Low Beneath the Kaput Line





I’ve read articles about this.  I’ve considered this on my own “smart” phone before.   Today, I reached a bit of a breaking point.  My phone is all but obsolete.  I bought it, what, two years ago?  It must have been three.   It is, and iPhone 6.  Is that horribly old?   I don’t need it to do that much, but some things that it had done in the past it must continue do.  If it cannot, I am almost forced to consider a new phone. 

iPhones are packaged as, and indeed come to market as products of great quality.  But any device that isn’t functional after three years, designed with the assumption that it will be worthless after such a short time, suggests the workings of a rather maniacal craftsman or a rather disturbingly well-tuned business mind. 
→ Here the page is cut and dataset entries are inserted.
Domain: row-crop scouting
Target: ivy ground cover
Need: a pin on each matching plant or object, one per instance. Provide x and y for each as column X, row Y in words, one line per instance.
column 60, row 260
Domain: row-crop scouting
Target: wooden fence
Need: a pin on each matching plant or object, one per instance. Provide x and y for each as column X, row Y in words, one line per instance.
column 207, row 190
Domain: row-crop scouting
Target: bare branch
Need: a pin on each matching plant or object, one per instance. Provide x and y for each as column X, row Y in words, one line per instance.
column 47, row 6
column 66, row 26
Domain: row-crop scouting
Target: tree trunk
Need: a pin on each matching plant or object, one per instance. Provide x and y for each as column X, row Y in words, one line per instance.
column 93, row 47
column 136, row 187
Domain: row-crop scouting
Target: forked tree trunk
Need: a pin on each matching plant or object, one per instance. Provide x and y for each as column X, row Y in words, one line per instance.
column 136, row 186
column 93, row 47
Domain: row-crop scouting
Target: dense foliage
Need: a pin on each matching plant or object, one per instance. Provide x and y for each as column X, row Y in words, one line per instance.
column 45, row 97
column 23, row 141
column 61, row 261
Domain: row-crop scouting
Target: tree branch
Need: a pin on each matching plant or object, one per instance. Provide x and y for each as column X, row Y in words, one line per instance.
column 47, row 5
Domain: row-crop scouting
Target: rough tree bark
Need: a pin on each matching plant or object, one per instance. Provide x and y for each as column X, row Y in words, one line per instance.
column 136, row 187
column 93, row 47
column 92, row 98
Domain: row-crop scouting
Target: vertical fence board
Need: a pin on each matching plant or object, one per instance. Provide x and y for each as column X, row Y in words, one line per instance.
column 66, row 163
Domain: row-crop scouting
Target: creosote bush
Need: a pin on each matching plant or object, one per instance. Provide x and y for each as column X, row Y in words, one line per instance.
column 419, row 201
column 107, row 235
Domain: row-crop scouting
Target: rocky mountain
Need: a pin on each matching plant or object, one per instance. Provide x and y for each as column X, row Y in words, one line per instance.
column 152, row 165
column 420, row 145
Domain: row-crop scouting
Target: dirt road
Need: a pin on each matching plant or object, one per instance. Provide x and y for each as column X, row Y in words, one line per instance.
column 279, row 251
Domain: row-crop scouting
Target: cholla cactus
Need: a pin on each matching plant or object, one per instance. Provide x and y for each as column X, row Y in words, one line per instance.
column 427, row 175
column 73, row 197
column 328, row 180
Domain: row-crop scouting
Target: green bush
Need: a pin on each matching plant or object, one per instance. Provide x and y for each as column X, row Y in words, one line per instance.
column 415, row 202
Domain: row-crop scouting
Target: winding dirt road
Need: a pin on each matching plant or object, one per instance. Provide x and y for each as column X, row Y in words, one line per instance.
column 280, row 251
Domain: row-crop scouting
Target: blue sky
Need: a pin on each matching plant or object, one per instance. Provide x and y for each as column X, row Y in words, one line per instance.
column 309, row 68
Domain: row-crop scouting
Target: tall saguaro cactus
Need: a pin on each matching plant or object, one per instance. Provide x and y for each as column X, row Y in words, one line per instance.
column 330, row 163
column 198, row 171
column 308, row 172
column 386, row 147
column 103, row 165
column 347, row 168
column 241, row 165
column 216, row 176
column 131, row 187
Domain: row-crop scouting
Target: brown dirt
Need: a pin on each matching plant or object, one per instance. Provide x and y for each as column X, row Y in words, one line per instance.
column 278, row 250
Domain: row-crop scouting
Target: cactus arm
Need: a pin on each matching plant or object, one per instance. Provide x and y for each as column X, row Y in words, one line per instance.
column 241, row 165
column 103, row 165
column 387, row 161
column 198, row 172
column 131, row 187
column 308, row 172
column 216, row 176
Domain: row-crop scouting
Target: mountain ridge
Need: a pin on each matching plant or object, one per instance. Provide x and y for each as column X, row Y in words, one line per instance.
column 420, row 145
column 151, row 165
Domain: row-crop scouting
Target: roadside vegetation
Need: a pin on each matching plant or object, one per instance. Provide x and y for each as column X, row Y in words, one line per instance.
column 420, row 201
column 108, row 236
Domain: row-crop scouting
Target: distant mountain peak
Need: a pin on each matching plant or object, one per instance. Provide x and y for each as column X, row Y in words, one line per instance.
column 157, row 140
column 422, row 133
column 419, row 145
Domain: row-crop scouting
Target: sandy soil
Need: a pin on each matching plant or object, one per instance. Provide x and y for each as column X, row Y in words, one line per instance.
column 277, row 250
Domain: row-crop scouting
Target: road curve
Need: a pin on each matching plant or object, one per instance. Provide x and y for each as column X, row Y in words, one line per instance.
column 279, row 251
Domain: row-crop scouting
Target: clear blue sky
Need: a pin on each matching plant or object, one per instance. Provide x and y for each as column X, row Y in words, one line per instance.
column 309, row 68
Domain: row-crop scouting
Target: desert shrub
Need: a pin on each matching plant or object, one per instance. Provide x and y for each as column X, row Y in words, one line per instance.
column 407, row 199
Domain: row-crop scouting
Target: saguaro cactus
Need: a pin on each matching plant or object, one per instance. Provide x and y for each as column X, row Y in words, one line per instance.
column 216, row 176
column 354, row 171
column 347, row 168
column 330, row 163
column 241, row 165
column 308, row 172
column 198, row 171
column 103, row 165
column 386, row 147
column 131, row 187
I had a meeting today, to mentor students at a collective workspace in a location that was billed as “right near Shine City”, our newest, biggest, local mall.  I’m busy but I was looking forward to it.  I had done it last year with my younger daughter’s class.  Students were designing entrepreneurial businesses and wanted critique.  I threw the address in the Apple Maps function on my phone, which it seemed to identify right away.  Absorbed a quick glance and figured I roughly knew where it was. 
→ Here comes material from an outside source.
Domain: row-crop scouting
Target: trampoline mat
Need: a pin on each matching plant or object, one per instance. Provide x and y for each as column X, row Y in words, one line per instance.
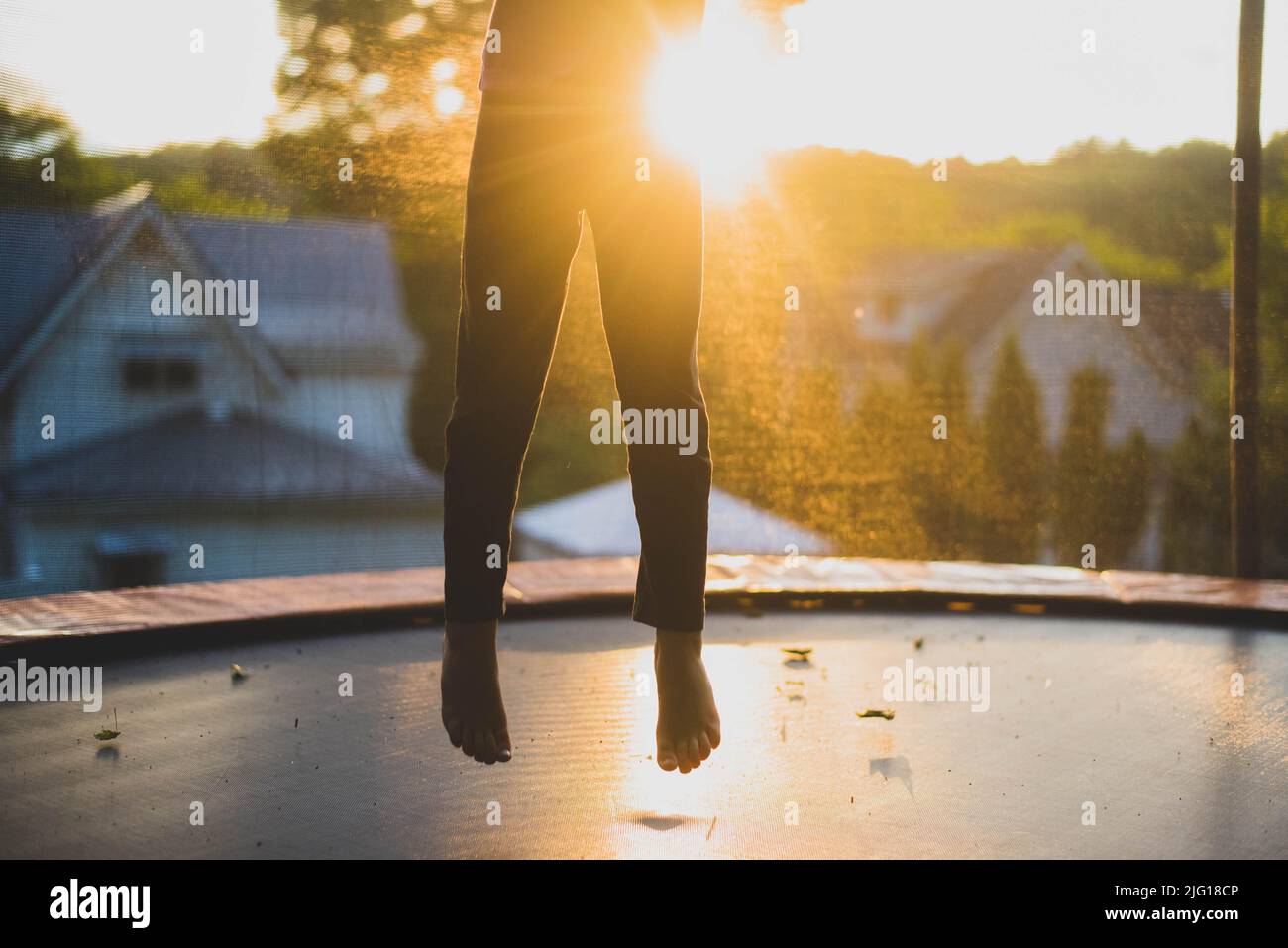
column 1136, row 719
When we dream at night our mind searches for a particular tension to unwind to give the dream a palpable sense of urgency.  “The cops!”  “I need to get back to the boat!”  etc.  For this narrative, my five-minute drive over to the shared workspace, real life offered up a: ‘the car is dangerously low on gas” tension to color my 'where is this place?' effort.  And, driving over I checked my phone.  The destination was the same but I, the blue dot, was not moving.  I tried Baidu maps and it too had me still back where I started the journey at my home.  Without the ability to verify where I was, in relation to the destination, the whole effort with GPS mapping was pointless.
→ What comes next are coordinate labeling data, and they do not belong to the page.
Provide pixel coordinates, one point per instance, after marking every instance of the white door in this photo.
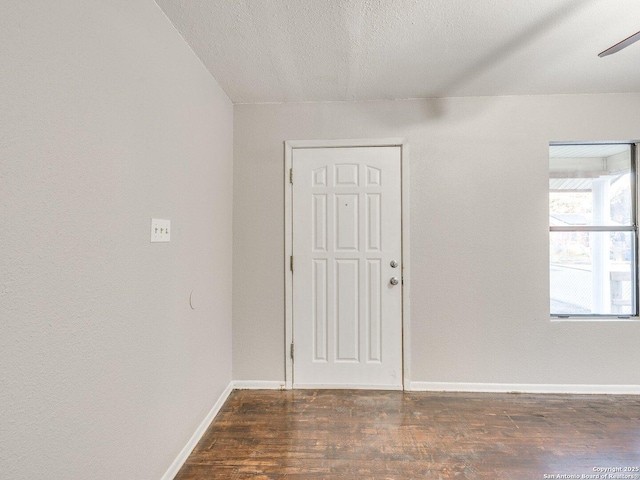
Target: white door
(347, 257)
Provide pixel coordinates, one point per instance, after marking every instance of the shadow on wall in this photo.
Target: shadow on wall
(436, 107)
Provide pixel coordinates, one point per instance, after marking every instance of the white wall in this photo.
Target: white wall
(107, 119)
(479, 234)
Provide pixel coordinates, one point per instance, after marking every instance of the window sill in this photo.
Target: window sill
(599, 319)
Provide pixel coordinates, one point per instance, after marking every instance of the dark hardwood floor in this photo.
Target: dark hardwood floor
(349, 434)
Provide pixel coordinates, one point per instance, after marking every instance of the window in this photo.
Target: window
(592, 230)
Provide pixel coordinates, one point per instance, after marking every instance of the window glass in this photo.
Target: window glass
(592, 239)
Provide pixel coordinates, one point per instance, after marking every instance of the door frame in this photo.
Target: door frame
(289, 147)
After a half dozen calls I reached the teacher who was organizing things.  Neither of us knew that I’d pulled over merely one hundred yards from where I was supposed to be.  “You see the series of squat red buildings with the slanted roofs?”  “No.”  He was patient and led me along a path that felt good and rational driving until it became clear that it was completely wrong.  “It’s not near the New Convention Center is it?”  “No.”  Well.  “Hey, look, I’ll figure it out.  You go be with the kids.  Explain to them I’m sorry and will be there ASAP.”  I considered the gas gauge.  I’m not sure I’d ever seen it so low beneath the kaput line before. The phone itself was swiftly running out of juice as well. 

I came upon an idea I thought slick, which was to reboot my phone and have the GPS identify me in an updated location.  I did this, going through all the delay involved only to see that my phone now showing me back at the convention center where I had turned it off a few minutes ago.  The GPS functionality, that is such a gee-wiz part of contemporary smart phone life, on my device, was now essentially useless.  This had happened to me last month back in the U.S. as well.  I know I could probably spend some time on line and try a few different diagnostic bits to improve things, but my working assumption is that this phone is no longer able to keep up with the demands of current versions of the apps I use.  It’s only going to get worse.  Reluctantly I am strongly inclined to just get a new phone, presumably, precisely as was intended.



Abandoning modernity I get a rough translation of the location in Chinese and ask two older women walking by if the center I’m looking for is anywhere near here?  They point across the street.  “It’s right up there.” I note the red building with the slanted roofs. I park the car and my worries about gas and try to adapt my posture on the walk over from frantic to mentor-like.